Un estudio científico destacó los factores clave que construyen una amistad duradera
La ciencia ha comenzado a revelar los elementos que sustentan las amistades más duraderas, identificando factores clave que pueden aplicarse para fortalecer las relaciones personales. Según reseñó New Scientist, investigaciones recientes han determinado qué diferencia un vínculo casual de una amistad significativa.
Los estudios de Jeffrey Hall, Robin Dunbar y Carolyn Parkinson ofrecen un marco basado en evidencia para comprender cómo se forjan los lazos que mejoran el bienestar individual.
La investigación, rescatada por Infobae, revela que las amistades profundas tienen un efecto directo en la salud emocional y mental.
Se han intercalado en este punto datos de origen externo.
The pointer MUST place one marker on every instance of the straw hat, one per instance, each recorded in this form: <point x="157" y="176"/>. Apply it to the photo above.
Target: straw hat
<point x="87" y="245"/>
Más allá del apoyo social, aportan confianza y un sentido de pertenencia, factores que inciden en una vida más estable y satisfactoria.
Jeffrey Hall, director del Relationships and Technology Lab en la Universidad de Kansas, explica que las amistades deben entenderse como un continuo que va desde conocidos hasta amigos íntimos. En sus palabras, el vínculo requiere que ambas personas se agraden y mantengan una frecuencia de comunicación que permita su desarrollo. Además, Hall identifica la confianza, la fiabilidad y la capacidad de compartir información confidencial como rasgos fundamentales de una amistad sólida.
En encuestas realizadas a personas que se habían mudado recientemente, Hall descubrió que se necesitan entre 57 y 164 horas de convivencia para que un vínculo evolucione de conocido a amigo. Para alcanzar el grado de “buen amigo” o “mejor amigo”, el tiempo compartido debe superar las 200 horas. Según Hall, estas horas deben invertirse en actividades cotidianas significativas como conversar, comer juntos o realizar pasatiempos comunes, ya que “compartir esas cosas las hace mejores”.
El antropólogo Robin Dunbar, de la Universidad de Oxford, identificó siete pilares que sustentan las amistades más estrechas. En su libro Friends: Understanding the Power of Our Most Important Relationships, citado por New Scientist, enumera los siguientes elementos compartidos: idioma o dialecto, lugar de crianza, trayectoria educativa o profesional, intereses o pasatiempos, visión del mundo, sentido del humor y gustos musicales.
Dunbar señala que, en promedio, compartimos uno o dos de estos pilares con la mayoría de nuestros amigos, pero con los cinco más cercanos coincidimos en seis o siete. Esta superposición refuerza la confianza, facilita la comunicación y contribuye a una mayor intimidad.
La investigación también ha abordado el papel de la actividad cerebral en la formación de amistades. Un estudio publicado en 2018 por Carolyn Parkinson, de la Universidad de California en Los Ángeles (UCLA), mostraron que era posible prever quiénes eran amigos con base en la similitud de sus respuestas neuronales a los estímulos audiovisuales. Parkinson explicó que las personas con reacciones emocionales similares y atención compartida tienden a comprenderse mejor. Esta coincidencia, según la teoría de la realidad compartida, permite relaciones más fluidas y menos propensas al malentendido, ya que facilita la anticipación del comportamiento del otro.